EUR/USD: A bullish signal has just been generated on the EUR/USD pair. Price made some bullish attempt and it is now above the support line at 1.2000, going towards the resistance line at 1.2050 (which is the first target). The second target is the resistance line at 1.2100.


USD/CHF: This pair is still consolidating. For a directional movement to start, price would either need to go below the supply line at 0.9500 (staying below it); or price would go above the resistance level at 0.9700, causing a bullish signal to be generated. A movement below the support level at 0.9500 would strengthen the overall bearish outlook.


GBP/USD: Although it has consolidated so far this week, there is still a Bullish Confirmation Pattern in the GBP/USD 4-hour chart. When a breakout does occur, it would be in favor of bulls as price is expected to go towards the distribution territories at 1.3550, 1.3600, and 1.3650, which would all be reached before the end of the week.

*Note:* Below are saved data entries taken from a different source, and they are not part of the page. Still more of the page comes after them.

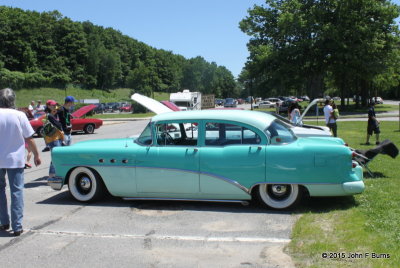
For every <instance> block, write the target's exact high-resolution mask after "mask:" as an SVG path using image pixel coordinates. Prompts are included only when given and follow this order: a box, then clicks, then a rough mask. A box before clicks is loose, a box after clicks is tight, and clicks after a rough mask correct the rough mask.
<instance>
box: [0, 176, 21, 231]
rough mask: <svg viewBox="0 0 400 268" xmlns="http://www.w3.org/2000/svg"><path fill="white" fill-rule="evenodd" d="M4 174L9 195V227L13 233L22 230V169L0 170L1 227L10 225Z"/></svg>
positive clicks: (0, 202) (5, 185) (0, 214)
mask: <svg viewBox="0 0 400 268" xmlns="http://www.w3.org/2000/svg"><path fill="white" fill-rule="evenodd" d="M6 173H7V176H8V182H9V184H10V193H11V194H10V195H11V227H12V229H13V230H14V232H15V231H20V230H22V218H23V217H24V192H23V190H24V168H0V222H1V224H2V225H4V224H10V216H9V214H8V208H7V197H6V185H7V183H6Z"/></svg>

USD/JPY: There has been a slight bearish correction on this currency trading instrument, and that could be the beginning of the expected bearishness in the market (which could happen before the end of this week). The EMA 11 is above the EMA 56 and the RSI period remains above the level 50. This situation would change once price nosedives by 200 pips, swiftly or little by little.


EUR/JPY: This currency trading instrument went upwards by another 160 pips this week, and further upwards movement is possible. However, price is expected to be corrected soon downwards before the end of the week; something that would be somewhat difficult to achieve as long EUR has some stamina in it.